Title: Production of White Colonies on CHROMagar Candida(TM) by Members of the Candida glabrata Clade and Other Species with Overlapping Phenotypic Traits Authors
|Bishop, Justin - JOHNS HOPKINS MED INST|
|Chase, Nancy - JOHNS HOPKINS MED INST|
|Merz, William - JOHNS HOPKINS MED INST|
Submitted to: Journal of Clinical Microbiology
Publication Type: Peer Reviewed Journal
Publication Acceptance Date: July 29, 2008
Publication Date: October 1, 2008
Citation: Bishop, J.A., Chase, N., Kurtzman, C.P., Merz, W.G. 2008. Production of White Colonies on CHROMagar Candida(TM) by Members of the Candida glabrata Clade and Other Species with Overlapping Phenotypic Traits. Journal of Clinical Microbiology. 46(10):3498-3500. Interpretive Summary: Clinical mycologists often use selective agar media for rapid identification of pathogenic yeasts. A medium designated CHROMagar Candida incorporates dyes that give colors specific to certain pathogenic yeasts. However, results from the Johns Hopkins Clinical Mycology Laboratory suggested that isolates of some species did not react as expected. These isolates were identified from gene sequence analysis and the correlation with reactions on the dye-containing medium showed that some of the pathogenic yeasts gave unexpected color reactions, thus presenting incorrect identifications. This research further demonstrates that commonly used growth tests may be unreliable for species identification and that gene sequence analysis is the preferred method when treatment of mycotic infections requires specific antibiotics.

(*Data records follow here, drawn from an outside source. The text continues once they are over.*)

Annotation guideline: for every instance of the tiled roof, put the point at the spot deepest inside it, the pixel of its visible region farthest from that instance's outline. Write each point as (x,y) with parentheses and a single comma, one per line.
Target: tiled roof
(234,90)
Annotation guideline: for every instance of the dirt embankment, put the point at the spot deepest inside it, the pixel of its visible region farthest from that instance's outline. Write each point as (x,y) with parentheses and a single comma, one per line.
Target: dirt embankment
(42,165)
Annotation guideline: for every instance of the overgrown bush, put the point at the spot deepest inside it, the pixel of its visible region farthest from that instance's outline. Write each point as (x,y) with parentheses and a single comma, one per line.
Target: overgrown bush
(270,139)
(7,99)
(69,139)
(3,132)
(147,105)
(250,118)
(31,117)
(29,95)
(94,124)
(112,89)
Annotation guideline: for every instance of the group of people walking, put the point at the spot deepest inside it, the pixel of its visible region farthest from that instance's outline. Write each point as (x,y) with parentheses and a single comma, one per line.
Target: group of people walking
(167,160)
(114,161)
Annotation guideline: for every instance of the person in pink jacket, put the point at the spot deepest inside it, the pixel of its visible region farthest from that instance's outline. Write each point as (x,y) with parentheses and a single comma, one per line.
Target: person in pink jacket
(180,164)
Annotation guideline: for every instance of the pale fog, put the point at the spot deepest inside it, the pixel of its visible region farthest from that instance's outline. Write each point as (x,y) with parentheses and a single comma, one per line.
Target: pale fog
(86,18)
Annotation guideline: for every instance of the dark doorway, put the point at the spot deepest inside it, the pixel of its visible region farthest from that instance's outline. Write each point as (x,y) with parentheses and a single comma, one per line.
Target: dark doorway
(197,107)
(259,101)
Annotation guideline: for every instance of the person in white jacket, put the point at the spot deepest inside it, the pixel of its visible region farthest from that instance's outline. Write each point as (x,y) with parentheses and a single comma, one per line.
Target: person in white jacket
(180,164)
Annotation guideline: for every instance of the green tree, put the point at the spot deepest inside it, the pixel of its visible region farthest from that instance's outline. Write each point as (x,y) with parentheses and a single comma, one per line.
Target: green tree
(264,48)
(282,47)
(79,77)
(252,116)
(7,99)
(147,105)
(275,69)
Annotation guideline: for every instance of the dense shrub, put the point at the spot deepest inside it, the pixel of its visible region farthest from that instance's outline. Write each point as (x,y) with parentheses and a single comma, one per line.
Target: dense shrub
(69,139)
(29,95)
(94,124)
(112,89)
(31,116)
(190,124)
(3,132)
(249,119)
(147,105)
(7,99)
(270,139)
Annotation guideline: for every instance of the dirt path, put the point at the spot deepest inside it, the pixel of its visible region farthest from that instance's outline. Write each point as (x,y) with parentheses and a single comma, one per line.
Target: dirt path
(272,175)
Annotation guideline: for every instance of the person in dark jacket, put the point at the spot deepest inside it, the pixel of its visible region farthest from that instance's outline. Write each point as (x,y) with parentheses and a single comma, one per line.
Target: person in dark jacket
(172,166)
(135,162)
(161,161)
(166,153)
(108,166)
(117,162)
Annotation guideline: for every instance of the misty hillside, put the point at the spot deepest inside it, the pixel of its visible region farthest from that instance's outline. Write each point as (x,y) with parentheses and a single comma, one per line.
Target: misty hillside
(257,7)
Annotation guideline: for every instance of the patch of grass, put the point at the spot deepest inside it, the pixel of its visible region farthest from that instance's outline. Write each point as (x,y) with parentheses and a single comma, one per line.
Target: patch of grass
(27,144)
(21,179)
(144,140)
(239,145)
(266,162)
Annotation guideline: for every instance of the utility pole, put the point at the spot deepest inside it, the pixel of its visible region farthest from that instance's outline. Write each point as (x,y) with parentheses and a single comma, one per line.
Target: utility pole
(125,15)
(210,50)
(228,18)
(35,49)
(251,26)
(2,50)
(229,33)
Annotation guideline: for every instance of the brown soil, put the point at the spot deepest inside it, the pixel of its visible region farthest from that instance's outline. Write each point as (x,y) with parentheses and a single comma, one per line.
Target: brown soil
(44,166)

Technical Abstract: We hypothesized that species of the Candida glabrata clade and species with phenotypic traits overlapping with C. glabrata would produce white colonies on CHROMagar Candida. Of 154 isolates (seven species) tested, C. bracarensis, C. nivariensis, C. norvegensis, C. glabrata, and C. inconspicua produced white colonies; the Pichia fermentans group and C.krusei did not. Many of these species are difficult to identify phenotypically; white colonies may signal the need for molecular approaches.